它还采用了轻量级的特征网络Design Spaces提升性能的策略，优化卷积核大小和数量，调整网络宽度和深度，最终得到一个更加高效的网络。网络结构图如下：

MobileNetV2的创新点：

MobileNetV2相较于MobileNetV1在以下方面进行了创新：

Inverted Residuals：MobileNetV2使用了Inverted Residuals结构，将输入先进行低维变换，再使用残差模块加上上采样，最后使用1x1卷积进行通道变换，从而减少计算量。
Linear Bottlenecks: MobileNetV2使用1x1卷积核将输入通道数缩小到一个较小的值，然后进行卷积操作，最后再使用1x1卷积通道扩展回原来的通道数。这样可以减少计算量和参数量，同时提高模型准确度。
使用深度可分离卷积：MobileNetV2中使用了深度可分离卷积，在计算相同的特征图时用的参数远少于传统卷积。而且，深度可分离卷积允许使用不同的卷积核、池化层和标准化层，从而提高了模型的灵活性。
设计高效的shortcut连接：在MobileNetV2中，shortcut连接采用的是identity mapping方法，使用1x1卷积将跳过的特征图的通道数与当前特征图的通道数对应起来，同时这种结构可以避免梯度消失和梯度爆炸的问题，提高了模型的稳定性。
激活函数采用Scaled Exponential Linear Unit (SELU)：MobileNetV2将激活函数采用了Scaled Exponential Linear Unit (SELU)，可以在不增加计算量的情况下提高模型的准确性。
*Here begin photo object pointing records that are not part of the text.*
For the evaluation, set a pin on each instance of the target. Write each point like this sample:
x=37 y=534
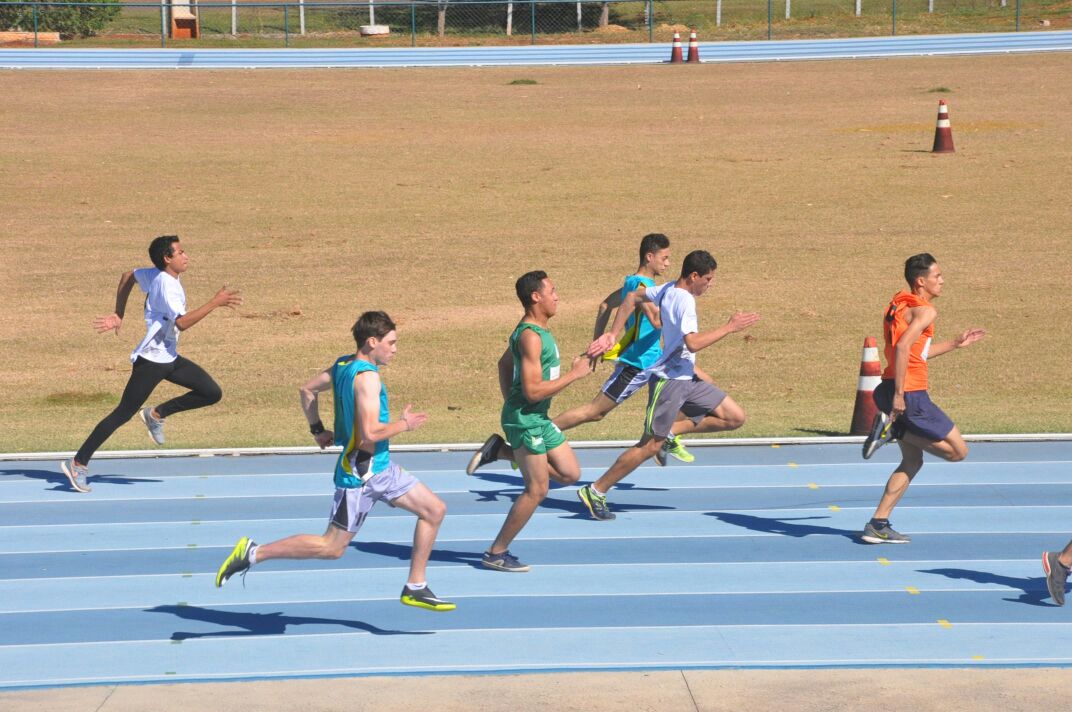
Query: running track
x=746 y=558
x=537 y=55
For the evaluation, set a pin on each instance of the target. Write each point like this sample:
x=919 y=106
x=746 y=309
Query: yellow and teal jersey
x=639 y=345
x=354 y=464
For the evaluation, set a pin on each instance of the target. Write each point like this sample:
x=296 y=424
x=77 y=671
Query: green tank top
x=517 y=411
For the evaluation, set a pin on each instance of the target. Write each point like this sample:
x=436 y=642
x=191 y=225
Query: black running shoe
x=881 y=432
x=503 y=562
x=487 y=454
x=1056 y=576
x=425 y=598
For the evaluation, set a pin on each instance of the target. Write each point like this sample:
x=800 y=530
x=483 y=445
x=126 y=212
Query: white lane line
x=461 y=469
x=506 y=488
x=404 y=565
x=705 y=626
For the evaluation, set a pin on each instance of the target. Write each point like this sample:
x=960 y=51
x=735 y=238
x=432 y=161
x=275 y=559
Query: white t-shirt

总之，MobileNetV2通过使用深度可分离卷积和其他技术来减少计算量和模型尺寸，同时保持高精度的分类任务，是一种非常有前途的轻量级卷积神经网络。

MobileNetV2对比MobileNetV1

MobileNetV2相比于MobileNetV1，主要改进有以下几个方面：

更优的性能：MobileNetV2在ImageNet上的Top-1准确率为72.0%，相比MobileNetV1（70.6%）有显著提升。
更高的效率：MobileNetV2在相同的计算资源下，参数量比MobileNetV1少了40%，计算量比它少了30%。
更好的适应性：MobileNetV2引入了一些新的技术，例如倒置余弦线性单元（Inverted Residuals with Linear Bottlenecks）和线性瓶颈模块（Linear Bottlenecks），使得它更适应于移动设备上的实时推理场景。
更好的鲁棒性：MobileNetV2在对小型变形的物体分类和检测任务上，能够显著提高模型的准确率。

MobilneNetV2源码（torch版）

数据集运行代码时自动下载，如果网络比较慢，可以自行点击我分享的链接下载cifar数据集。

链接：百度网盘
提取码：kd9a

此代码是使用的GPU运行的，如果没有GPU导致运行失败，就把代码中的device、.to(device)删除，使用默认CPU运行。
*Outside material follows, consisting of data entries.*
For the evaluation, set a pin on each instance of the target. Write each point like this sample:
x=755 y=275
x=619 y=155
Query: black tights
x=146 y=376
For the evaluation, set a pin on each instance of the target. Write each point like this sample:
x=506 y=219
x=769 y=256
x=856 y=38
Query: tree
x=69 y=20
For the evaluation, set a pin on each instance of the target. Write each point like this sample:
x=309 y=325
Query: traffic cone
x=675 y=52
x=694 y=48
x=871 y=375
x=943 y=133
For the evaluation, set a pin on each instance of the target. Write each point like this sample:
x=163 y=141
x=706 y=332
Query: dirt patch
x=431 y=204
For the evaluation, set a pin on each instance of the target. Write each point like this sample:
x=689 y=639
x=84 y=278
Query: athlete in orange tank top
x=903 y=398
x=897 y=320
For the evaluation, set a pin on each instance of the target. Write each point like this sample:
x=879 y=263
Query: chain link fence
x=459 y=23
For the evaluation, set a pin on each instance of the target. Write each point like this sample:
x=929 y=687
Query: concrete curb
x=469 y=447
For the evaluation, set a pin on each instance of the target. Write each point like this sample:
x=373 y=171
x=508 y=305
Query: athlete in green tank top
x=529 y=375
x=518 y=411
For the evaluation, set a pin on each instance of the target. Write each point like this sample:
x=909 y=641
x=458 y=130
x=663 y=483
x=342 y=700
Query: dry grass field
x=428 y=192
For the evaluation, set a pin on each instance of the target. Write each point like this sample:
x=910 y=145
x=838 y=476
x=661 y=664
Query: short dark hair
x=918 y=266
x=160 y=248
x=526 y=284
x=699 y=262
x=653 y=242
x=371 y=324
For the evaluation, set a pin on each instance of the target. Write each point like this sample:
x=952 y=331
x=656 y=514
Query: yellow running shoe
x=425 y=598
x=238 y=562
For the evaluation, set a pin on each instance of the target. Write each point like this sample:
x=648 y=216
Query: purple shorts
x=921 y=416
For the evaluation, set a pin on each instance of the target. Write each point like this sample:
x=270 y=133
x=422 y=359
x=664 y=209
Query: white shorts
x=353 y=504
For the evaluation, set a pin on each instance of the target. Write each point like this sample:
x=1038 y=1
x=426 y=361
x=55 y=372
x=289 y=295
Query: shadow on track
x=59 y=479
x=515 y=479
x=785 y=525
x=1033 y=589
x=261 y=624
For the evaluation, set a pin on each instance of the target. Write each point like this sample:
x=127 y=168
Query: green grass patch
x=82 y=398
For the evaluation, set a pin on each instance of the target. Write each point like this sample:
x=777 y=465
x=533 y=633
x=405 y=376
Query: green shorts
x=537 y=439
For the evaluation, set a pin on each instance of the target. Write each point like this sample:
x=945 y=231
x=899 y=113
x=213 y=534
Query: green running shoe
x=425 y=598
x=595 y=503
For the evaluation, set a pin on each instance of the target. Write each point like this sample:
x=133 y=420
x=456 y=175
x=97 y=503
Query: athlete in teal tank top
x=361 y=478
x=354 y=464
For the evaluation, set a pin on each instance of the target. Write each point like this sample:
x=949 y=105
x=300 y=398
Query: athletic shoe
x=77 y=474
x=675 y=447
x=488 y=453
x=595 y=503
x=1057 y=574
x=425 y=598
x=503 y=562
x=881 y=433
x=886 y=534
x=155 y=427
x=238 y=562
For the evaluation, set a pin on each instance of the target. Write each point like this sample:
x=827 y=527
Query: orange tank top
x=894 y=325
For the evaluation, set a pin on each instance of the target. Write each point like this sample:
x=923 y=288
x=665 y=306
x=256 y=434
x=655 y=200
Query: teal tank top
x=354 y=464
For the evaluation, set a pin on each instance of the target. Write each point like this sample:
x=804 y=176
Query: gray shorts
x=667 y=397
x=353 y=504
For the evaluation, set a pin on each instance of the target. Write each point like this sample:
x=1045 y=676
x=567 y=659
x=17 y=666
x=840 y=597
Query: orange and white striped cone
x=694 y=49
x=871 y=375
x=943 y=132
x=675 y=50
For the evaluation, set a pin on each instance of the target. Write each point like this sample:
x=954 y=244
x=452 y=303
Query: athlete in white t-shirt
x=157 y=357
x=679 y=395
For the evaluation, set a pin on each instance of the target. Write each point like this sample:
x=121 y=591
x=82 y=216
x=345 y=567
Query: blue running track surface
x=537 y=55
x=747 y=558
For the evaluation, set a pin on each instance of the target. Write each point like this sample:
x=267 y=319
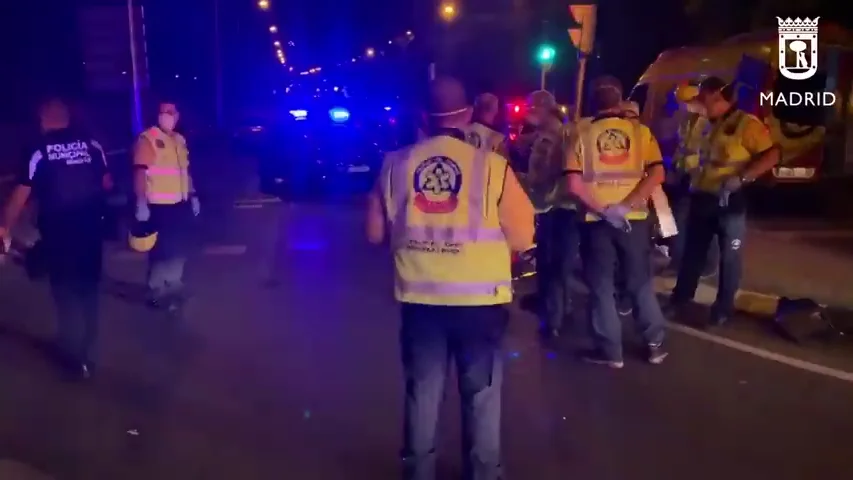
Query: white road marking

如果使用GPU，GPU显存小导致运行报错，就将主函数main()里面的batch_size调小即可。



from torch.utils.data import DataLoader
from torchvision.datasets import CIFAR10
from torchvision.transforms import transforms
from torch.autograd import Variable


import torch.nn as nn
import torch.nn.functional as F
import torch

class Block(nn.Module):
    def __init__(self, in_planes, out_planes, expansion, stride):
        super(Block, self).__init__()
        self.stride = stride

        planes = expansion * in_planes
        self.conv1 = nn.Conv2d(in_planes, planes, kernel_size=1, bias=False)
        self.bn1 = nn.BatchNorm2d(planes)
        self.conv2 = nn.Conv2d(planes, planes, kernel_size=3, stride=stride, padding=1, groups=planes, bias=False)
        self.bn2 = nn.BatchNorm2d(planes)
        self.conv3 = nn.Conv2d(planes, out_planes, kernel_size=1, bias=False)
        self.bn3 = nn.BatchNorm2d(out_planes)
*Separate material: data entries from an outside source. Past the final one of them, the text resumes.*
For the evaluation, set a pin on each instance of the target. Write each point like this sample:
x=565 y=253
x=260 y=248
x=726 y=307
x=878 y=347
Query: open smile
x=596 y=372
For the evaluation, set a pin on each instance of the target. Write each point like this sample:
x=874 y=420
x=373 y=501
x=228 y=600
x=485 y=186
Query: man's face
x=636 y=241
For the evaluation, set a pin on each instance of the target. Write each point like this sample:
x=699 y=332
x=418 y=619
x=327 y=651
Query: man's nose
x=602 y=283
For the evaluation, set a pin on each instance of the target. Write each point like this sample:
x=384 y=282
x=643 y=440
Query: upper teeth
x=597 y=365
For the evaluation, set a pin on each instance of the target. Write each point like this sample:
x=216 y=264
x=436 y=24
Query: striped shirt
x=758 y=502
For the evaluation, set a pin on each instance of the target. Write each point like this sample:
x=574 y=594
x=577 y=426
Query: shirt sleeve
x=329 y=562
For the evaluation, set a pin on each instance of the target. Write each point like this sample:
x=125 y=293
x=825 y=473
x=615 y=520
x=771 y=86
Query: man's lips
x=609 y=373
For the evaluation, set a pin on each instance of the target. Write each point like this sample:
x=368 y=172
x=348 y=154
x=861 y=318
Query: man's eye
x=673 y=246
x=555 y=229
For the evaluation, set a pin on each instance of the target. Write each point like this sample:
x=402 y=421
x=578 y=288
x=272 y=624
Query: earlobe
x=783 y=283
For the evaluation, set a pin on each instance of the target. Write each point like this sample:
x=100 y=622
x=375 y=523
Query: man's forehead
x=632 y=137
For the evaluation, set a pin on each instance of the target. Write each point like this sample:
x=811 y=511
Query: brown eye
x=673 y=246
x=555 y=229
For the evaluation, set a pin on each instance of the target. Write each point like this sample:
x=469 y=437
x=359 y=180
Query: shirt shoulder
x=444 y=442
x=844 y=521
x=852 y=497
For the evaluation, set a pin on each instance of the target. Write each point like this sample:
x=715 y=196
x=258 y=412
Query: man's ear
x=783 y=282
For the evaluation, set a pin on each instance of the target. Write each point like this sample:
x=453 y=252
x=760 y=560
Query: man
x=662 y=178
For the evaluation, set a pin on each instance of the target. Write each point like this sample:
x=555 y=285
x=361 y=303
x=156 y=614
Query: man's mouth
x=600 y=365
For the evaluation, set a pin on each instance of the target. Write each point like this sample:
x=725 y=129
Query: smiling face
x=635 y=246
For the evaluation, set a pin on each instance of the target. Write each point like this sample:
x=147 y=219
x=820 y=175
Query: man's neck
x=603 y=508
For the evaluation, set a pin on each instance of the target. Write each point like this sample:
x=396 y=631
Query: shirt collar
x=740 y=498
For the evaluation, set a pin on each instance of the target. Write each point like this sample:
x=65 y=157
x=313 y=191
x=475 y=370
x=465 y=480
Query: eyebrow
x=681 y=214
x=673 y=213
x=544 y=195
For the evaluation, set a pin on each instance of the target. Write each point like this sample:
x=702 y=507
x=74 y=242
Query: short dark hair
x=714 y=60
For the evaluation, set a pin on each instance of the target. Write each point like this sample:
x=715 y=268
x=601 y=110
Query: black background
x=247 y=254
        self.shortcut = nn.Sequential()
        if stride == 1 and in_planes != out_planes:
            self.shortcut = nn.Sequential(
                nn.Conv2d(in_planes, out_planes, kernel_size=1, stride=stride, bias=False),
                nn.BatchNorm2d(out_planes)
            )

    def forward(self, x):
        out = F.relu(self.bn1(self.conv1(x)))
        out = F.relu(self.bn2(self.conv2(out)))
        out = self.bn3(self.conv3(out))
        out += self.shortcut(x) if self.stride == 1 else out
        return out


class MobileNetV2(nn.Module):
    def __init__(self, num_classes=10):
        super(MobileNetV2, self).__init__()

        self.cfgs = [
            # t, c, n, s
            [1, 16, 1, 1],
            [6, 24, 2, 1],
            [6, 32, 3, 2],
            [6, 64, 4, 2],
            [6, 96, 3, 1],
            [6, 160, 3, 2],
            [6, 320, 1, 1],
        ]

        self.conv1 = nn.Conv2d(3, 32, kernel_size=3, stride=1, padding=1, bias=False)
        self.bn1 = nn.BatchNorm2d(32)
        self.layers = self._make_layers(in_planes=32)
        self.conv2 = nn.Conv2d(320, 1280, kernel_size=1, bias=False)
        self.bn2 = nn.BatchNorm2d(1280)
        self.linear = nn.Linear(1280, num_classes)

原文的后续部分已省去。